“Does it really matter who or what I am?” the invader asked, quietly. “The specifics of the case are trivial; what really matters is the one thing that’s obvious no matter who’s alive and who’s dead, not who made what and why. Anything is possible, Damon, if you can only figure out what you want to do. If you want to, you can hide out in virtual space all your life; a lot of people will, now that the option’s there. If you’d rather be a man than a rabbit, though, don’t be ashamed of trying to play God in earnest, because there really isn’t any other game worth playing.”
“I don’t owe you anything,” Damon said, equally quietly. “Whoever you are, or pretend to be, I don’t owe you anything. I’m my own man.”
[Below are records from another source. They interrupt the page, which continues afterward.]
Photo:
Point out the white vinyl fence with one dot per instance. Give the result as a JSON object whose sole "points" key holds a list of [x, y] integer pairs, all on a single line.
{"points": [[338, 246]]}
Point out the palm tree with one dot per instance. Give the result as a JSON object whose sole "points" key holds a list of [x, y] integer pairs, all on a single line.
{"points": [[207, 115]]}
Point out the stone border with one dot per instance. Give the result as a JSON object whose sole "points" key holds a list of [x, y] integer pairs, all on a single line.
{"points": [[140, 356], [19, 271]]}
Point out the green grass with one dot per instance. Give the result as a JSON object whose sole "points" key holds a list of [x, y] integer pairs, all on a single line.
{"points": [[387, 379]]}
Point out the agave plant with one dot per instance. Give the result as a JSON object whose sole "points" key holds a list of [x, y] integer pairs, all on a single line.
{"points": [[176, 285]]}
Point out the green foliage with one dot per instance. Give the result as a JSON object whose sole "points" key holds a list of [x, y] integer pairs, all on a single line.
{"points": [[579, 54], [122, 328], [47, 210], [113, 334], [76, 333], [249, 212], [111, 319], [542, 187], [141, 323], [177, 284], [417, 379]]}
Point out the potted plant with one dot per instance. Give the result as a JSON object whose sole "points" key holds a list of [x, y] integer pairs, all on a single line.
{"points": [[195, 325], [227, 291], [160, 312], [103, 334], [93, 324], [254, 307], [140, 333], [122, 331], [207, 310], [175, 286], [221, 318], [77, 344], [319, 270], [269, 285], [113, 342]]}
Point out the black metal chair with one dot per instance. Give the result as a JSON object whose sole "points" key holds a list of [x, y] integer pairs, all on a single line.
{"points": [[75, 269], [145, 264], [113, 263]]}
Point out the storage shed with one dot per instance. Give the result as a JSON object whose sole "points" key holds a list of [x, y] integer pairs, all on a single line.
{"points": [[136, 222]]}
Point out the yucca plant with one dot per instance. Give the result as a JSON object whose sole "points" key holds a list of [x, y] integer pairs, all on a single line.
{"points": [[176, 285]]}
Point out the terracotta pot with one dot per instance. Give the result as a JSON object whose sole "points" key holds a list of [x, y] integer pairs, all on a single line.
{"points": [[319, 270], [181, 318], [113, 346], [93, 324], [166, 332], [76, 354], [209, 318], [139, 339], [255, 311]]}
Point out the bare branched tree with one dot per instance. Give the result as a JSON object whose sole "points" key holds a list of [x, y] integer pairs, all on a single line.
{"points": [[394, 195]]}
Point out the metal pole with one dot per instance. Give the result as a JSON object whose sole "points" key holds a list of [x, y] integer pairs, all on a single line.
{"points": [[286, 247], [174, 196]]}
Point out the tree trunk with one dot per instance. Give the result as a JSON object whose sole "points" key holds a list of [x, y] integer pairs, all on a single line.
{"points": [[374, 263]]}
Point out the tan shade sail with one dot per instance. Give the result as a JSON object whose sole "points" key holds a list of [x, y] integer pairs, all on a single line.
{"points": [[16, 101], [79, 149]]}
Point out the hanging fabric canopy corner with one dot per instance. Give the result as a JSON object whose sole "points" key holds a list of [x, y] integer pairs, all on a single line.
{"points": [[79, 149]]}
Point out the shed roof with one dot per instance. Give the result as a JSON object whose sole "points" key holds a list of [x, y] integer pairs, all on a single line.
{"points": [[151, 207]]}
“You owe it to yourself to be and do everything you can,” said the person wearing Conrad Helier’s face. “Some day you will. All I’m asking you to do is to start now instead of leaving it until the day after tomorrow.”
With that, Conrad Helier’s simulacrum turned and walked away into the imaginary wilderness—into an unreasonably vivid forest like none that had ever been seen on the face of the Earth. Brightly-coloured insects fluttered into the virtual space he had vacated, impossibly pretty and precious. A semi-human dryad stepped out of the bole of one of the trees, blinking in the sudden sunlight. She wore Diana Caisson’s face, but there was nothing of the real Diana in her make-up; she was only a phantom, like the insects and the trees.
Like the invader before her, the dryad soon disappeared into a riot of colour and confusion—but Damon knew before then that whatever he chose to do today and tomorrow, he would never be rid of the challenge that had been set before him. As his father had said, the only thing to be decided was when he would begin.